Our primary market is in the domestic development sector–governmental and private–where we apply earth science strategies to determine archeological sensitivity for preservation compliance. We have a long history of experience in compliance law that enables us to address archeological sensitivity in the timeliest and most efficient manner possible, and our clients include large CRM firms, as well as primary contracting agencies and development interests. Our secondary market is international, where we co-ordinate large-scale research and management projects in developing nations that are beginning to formulate heritage and conservation programs. GRA combines technical expertise in environmental archeology and cultural resources management with a thorough understanding of the research and heritage interests of host nations. These projects are typically undertaken with universities and foreign governments, often with the sponsorship of international scientific and development organizations.

GRA’s unique specialty in the earth sciences stresses innovative strategies and sampling schemes, instead of labor intensive survey and excavation. We believe this is the wave of the future as designers and planners increasingly focus on higher levels of efficiency and imaginative solutions to traditional cultural resources problems.

GRA is known for:

  1. Its scientific orientation and ongoing development of methods to predict archeological preservation through the use of remote sensing, coring, and backhoe testing prior to systematic excavation by large teams.
  2. GRA has been contracted to assess the potential of buried stream-side sites by examining ancient soils and river deposits to measure their development and antiquity. In this way, decisions concerning the necessity of excavation may be made independent of more costly survey.
  3. Its administrative and scientific direction over large-scale multidisciplinary projects, specifically those requiring advance planning.
  4. Such projects include multi-year utility projects, highway expansion, dam construction, and military base transfers in areas where a broad array of cultural resources is identified and require mitigation efforts to be coordinated with developers.
  5. Its efficient management of negotiations among federal regulators, state historic preservation officers, local governments, Native American representatives and citizen groups.
  6. GRA has structured Memoranda of Agreement (MOAs) in New York State for several pipelines that have accommodated the recent Native American Graves Protection Act (NAGPRA).
  7. Its novel use of dating strategies which helps foreign governments locate settlement complexes of great antiquity or significance in the evolution of human civilization.
  8. Most recently, GRA participated in separate efforts with the Smithsonian Institution, Arizona State University, University of Texas, Arlington, and the Department of Antiquities of Pakistan, to identify locations ranging from sites of the earliest Near Eastern Neanderthals east of the Jordan Rift; some of the oldest hominid sites in India; a stratigraphic study of a cave in the Aegean Mediterranean; and the most ancient villages in South Asia’s “Cradle of Civilization” between Harappa and Mohenjo-Daro.

 

Geoarcheology Research Associates, Inc. (GRA) was founded and incorporated in 1989 by Dr. Joseph Schuldenrein, and is headquartered in New York City where it is strategically located to provide scientific geological and archeological services to clients across the United States and overseas.

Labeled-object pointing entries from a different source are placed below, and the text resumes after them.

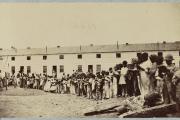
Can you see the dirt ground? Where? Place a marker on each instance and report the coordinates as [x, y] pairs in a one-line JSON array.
[[19, 102]]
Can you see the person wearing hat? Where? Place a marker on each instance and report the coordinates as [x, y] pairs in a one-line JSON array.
[[123, 77], [171, 70], [153, 68], [144, 76]]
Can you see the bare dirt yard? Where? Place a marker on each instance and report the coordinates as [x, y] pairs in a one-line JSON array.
[[20, 102]]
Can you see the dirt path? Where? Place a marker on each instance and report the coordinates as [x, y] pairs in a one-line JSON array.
[[18, 102]]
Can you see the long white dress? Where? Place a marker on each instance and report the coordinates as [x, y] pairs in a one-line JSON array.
[[122, 77]]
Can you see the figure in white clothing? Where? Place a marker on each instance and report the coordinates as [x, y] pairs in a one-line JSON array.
[[122, 80]]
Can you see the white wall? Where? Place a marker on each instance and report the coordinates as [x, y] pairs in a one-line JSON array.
[[71, 61]]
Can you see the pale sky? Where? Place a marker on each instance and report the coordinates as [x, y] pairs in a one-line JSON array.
[[74, 24]]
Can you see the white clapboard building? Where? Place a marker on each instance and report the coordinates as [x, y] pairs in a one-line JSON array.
[[66, 59]]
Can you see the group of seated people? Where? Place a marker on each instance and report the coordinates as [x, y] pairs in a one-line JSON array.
[[145, 74]]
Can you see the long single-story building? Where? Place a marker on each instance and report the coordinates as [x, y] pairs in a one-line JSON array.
[[66, 59]]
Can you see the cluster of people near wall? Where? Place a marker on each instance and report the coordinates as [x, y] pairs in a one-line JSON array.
[[145, 74]]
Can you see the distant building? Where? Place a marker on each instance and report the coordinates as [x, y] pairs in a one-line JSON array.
[[66, 59]]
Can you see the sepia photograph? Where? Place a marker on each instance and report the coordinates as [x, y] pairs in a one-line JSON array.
[[85, 59]]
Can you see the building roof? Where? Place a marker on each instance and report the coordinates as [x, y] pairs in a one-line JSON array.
[[173, 46]]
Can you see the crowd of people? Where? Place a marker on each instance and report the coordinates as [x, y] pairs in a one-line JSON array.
[[145, 74]]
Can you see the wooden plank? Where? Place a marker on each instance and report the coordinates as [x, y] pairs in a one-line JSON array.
[[157, 111]]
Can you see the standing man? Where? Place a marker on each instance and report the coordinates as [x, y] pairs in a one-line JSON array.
[[171, 70]]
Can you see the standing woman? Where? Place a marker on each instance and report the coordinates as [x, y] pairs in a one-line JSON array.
[[107, 86], [115, 77]]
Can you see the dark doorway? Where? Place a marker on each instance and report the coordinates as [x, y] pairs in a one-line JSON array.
[[90, 68]]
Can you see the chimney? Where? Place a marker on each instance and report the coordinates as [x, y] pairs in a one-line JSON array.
[[117, 45]]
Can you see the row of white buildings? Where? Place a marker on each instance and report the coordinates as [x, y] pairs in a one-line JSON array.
[[66, 59]]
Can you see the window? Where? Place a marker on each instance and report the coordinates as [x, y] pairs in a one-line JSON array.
[[12, 58], [13, 69], [118, 55], [80, 68], [98, 68], [44, 57], [44, 69], [61, 56], [61, 68], [28, 57], [160, 54], [28, 69], [98, 55], [79, 56]]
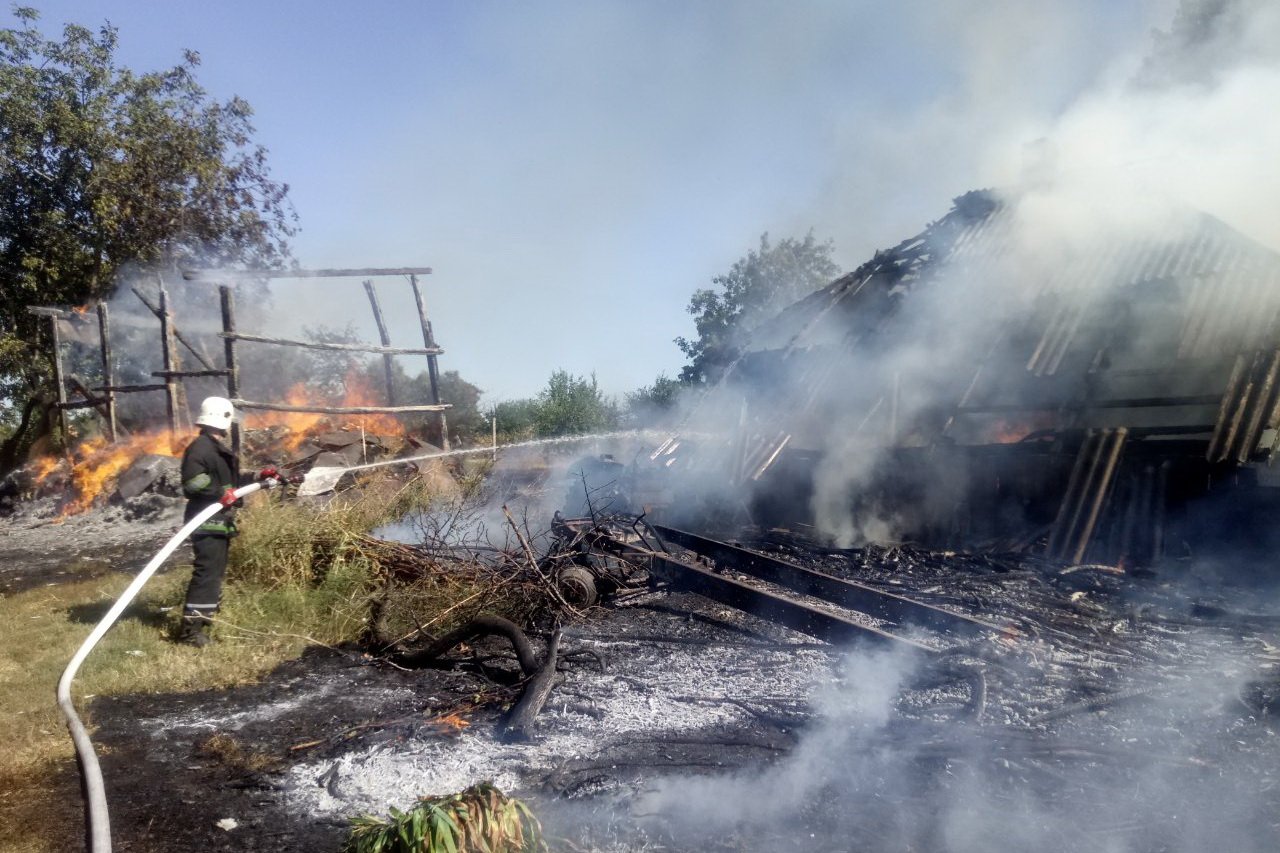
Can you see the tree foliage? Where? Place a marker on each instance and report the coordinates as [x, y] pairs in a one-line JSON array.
[[757, 286], [572, 406], [653, 405], [101, 167], [567, 406]]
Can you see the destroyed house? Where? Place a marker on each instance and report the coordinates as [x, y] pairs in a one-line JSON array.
[[1116, 402]]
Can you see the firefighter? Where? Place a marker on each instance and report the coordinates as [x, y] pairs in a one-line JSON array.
[[210, 473]]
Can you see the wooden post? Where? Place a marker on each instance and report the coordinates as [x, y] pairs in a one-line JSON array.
[[388, 360], [895, 401], [177, 333], [104, 332], [228, 301], [433, 369], [59, 381], [174, 398]]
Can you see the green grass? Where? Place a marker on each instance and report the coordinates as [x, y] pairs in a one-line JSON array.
[[478, 820], [300, 575]]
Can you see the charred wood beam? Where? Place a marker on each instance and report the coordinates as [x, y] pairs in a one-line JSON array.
[[127, 389], [384, 336], [769, 606], [188, 374], [104, 340], [59, 382], [227, 302], [182, 340], [62, 314], [807, 582], [433, 368], [344, 347], [1087, 491], [1129, 402], [219, 276], [90, 397], [337, 410]]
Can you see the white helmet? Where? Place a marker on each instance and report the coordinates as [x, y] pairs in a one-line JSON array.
[[216, 413]]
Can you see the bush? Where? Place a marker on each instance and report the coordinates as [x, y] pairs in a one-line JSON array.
[[478, 820]]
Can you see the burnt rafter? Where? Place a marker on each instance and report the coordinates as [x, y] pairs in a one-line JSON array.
[[1100, 387]]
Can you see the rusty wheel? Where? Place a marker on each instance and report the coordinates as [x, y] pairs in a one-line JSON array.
[[577, 585]]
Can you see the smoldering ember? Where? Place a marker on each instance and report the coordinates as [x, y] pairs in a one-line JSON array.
[[967, 548]]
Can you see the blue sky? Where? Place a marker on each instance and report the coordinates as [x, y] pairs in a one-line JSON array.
[[574, 170]]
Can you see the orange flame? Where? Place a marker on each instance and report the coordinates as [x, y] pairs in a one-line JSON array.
[[301, 424], [451, 721], [96, 465], [1010, 432]]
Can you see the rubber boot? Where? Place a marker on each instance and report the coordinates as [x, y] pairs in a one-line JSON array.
[[193, 630]]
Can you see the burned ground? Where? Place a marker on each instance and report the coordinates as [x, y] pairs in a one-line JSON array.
[[1118, 711]]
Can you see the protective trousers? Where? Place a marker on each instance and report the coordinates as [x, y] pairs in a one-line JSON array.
[[205, 591]]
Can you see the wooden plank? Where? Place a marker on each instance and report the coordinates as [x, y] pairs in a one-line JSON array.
[[433, 368], [178, 334], [58, 377], [127, 389], [807, 582], [337, 410], [228, 304], [104, 334], [49, 311], [168, 343], [344, 347], [384, 336], [188, 374], [240, 274]]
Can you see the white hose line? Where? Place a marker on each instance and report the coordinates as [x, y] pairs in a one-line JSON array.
[[95, 792], [321, 479]]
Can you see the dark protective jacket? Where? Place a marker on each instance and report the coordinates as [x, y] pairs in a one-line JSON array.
[[209, 469]]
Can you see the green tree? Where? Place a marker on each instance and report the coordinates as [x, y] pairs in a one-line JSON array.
[[656, 404], [759, 284], [101, 167], [516, 419], [571, 406]]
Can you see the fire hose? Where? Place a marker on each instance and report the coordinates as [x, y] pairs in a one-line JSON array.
[[97, 821]]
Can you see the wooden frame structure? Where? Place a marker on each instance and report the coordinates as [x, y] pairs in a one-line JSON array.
[[103, 397]]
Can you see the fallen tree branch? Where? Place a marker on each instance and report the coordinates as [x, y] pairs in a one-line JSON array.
[[483, 625], [520, 723]]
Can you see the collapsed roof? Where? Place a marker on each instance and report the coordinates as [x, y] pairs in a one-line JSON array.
[[1118, 366]]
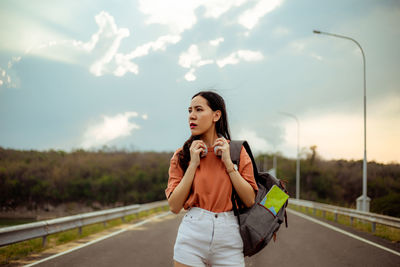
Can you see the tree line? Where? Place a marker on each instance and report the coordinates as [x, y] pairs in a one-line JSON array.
[[34, 178]]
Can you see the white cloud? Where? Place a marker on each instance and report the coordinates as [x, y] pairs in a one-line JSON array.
[[123, 61], [251, 16], [236, 57], [109, 129], [216, 42], [340, 135], [257, 144], [159, 44], [298, 46], [215, 8], [179, 15], [101, 52], [317, 57], [280, 31], [190, 58], [109, 30], [189, 76]]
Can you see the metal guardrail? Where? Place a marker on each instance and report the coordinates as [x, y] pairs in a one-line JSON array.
[[373, 218], [18, 233]]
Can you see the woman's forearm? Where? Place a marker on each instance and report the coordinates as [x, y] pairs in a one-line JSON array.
[[243, 188], [182, 190]]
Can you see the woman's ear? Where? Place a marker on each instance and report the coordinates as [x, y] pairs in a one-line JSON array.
[[217, 115]]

GRA’s core staff consists of specialists in environmental archeology, cultural resources planning, preservation planning, and public presentation. Depending on project requirements, the company also makes use of a “satellite” staff of consulting scientists and technicians, most of whom have been associated with GRA for many years. Flexible staffing enables us to furnish timely and professional consulting services within the fiscal limitations of each and every project.

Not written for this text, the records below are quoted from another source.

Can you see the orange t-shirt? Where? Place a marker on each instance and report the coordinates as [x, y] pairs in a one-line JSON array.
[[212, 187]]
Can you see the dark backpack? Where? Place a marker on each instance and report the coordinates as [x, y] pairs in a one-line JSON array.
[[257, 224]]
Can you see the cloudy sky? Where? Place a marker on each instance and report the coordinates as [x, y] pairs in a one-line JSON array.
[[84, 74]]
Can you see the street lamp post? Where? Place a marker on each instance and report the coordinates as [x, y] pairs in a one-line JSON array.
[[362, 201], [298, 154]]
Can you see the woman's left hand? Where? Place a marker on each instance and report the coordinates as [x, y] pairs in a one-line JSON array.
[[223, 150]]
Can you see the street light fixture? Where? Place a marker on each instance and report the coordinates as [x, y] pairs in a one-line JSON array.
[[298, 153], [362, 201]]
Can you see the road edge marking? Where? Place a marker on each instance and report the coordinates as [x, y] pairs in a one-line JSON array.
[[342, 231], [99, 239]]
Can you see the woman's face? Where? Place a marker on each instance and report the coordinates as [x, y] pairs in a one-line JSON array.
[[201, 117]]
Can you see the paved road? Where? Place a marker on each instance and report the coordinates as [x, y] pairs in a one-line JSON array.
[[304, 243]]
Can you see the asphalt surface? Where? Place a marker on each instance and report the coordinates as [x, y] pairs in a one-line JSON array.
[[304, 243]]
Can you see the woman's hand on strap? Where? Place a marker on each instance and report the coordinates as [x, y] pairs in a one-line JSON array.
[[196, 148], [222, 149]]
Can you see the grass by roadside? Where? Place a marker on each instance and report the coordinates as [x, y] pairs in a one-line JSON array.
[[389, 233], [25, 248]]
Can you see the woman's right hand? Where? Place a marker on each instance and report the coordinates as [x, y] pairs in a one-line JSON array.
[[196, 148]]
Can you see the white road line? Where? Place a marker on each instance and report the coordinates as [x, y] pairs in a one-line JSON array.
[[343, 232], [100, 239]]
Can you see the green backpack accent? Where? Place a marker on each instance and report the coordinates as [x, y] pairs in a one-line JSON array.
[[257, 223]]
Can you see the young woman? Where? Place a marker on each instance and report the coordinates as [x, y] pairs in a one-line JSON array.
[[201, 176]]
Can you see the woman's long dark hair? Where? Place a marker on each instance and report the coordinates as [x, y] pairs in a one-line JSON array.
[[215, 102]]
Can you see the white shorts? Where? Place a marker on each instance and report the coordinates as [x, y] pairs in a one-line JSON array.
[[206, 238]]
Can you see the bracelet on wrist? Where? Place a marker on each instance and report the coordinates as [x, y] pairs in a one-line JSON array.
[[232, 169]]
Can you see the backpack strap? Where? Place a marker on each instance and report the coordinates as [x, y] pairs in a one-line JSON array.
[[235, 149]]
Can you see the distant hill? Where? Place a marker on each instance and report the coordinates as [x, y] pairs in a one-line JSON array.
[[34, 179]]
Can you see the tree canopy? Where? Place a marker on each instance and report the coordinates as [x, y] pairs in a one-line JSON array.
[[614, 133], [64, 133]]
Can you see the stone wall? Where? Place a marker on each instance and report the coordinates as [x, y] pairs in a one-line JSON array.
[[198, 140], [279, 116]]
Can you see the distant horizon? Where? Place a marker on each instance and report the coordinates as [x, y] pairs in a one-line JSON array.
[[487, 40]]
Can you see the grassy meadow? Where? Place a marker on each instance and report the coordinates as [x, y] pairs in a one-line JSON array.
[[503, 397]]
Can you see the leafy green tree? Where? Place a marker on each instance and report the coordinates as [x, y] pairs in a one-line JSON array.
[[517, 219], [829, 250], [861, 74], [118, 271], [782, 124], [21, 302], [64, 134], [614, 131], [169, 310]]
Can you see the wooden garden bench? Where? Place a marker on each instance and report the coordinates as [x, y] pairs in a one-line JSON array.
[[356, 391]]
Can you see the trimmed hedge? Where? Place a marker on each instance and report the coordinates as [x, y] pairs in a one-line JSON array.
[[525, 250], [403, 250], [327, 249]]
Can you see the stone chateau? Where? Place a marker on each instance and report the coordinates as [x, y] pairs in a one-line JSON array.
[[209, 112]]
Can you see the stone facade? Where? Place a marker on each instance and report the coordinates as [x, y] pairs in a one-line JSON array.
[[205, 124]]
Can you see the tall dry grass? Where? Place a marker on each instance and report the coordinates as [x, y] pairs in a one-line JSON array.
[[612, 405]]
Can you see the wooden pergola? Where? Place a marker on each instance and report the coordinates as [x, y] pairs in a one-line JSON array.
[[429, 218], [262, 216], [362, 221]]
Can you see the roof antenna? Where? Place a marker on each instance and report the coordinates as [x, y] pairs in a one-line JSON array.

Through judicious allocation of its core and satellite staff, GRA is able to provide the broad range of geoarcheological and paleoenvironmental services which are becoming standard in multi-stage cultural resources investigations. In particular, its staff expertise with stratigraphic, deep testing, remote sensing (magnetometry and ground penetrating radar), and geographic information systems (GIS), has been a critical component in successful completion of large-scale interdisciplinary projects.

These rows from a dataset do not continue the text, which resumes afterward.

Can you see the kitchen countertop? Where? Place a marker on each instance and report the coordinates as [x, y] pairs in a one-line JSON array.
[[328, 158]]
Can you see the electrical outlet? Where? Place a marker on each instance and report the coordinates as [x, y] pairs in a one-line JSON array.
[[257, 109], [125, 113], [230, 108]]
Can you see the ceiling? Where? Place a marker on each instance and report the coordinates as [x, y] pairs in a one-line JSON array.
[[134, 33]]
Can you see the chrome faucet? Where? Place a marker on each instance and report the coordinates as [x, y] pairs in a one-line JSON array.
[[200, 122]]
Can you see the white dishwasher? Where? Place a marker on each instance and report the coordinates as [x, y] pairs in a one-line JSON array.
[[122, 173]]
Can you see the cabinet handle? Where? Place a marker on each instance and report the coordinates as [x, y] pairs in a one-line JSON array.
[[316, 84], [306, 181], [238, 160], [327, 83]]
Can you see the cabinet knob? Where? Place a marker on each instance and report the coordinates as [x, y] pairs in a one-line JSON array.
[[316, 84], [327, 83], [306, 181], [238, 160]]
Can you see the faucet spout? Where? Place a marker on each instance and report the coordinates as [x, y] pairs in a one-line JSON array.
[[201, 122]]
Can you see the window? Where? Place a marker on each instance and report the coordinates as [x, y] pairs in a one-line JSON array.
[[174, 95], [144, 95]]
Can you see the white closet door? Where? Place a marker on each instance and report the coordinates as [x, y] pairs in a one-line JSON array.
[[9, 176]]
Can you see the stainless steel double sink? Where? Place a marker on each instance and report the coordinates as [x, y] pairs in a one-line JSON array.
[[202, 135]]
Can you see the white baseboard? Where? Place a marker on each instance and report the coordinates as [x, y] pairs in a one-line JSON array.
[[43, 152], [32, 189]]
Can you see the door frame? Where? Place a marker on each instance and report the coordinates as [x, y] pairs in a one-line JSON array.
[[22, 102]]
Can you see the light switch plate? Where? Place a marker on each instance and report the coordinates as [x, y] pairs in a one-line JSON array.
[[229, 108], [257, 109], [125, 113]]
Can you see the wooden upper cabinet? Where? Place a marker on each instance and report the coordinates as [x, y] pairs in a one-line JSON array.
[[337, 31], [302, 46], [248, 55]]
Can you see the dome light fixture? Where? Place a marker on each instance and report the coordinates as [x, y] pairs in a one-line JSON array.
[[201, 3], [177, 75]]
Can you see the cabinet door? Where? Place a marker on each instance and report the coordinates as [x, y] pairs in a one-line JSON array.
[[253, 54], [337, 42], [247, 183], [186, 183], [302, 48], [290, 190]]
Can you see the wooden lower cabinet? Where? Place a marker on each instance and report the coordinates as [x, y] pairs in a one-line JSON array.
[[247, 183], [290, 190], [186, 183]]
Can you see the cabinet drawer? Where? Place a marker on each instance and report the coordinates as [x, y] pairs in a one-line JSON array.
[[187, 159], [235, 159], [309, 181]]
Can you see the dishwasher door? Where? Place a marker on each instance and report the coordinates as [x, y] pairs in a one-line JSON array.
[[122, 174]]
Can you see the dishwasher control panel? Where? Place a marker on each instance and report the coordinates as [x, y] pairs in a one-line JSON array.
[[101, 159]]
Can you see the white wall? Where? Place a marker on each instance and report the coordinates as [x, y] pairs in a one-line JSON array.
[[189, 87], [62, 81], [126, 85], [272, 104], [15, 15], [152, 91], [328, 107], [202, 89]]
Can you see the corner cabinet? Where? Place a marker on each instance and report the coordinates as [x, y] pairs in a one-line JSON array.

Most recently, GRA has been involved in joint ventures with larger cultural resources firms in the Northeast and Mid-Atlantic regions to assist utility and pipeline firms with the Section 106 and Compliance process. Over the past twenty years principal GRA personnel have undertaken major projects in the Southeast, Southwest, Midwest, and Plains provinces. Dr. Schuldenrein has directed major mitigation projects throughout the United States, Europe, Middle East, and South Asia.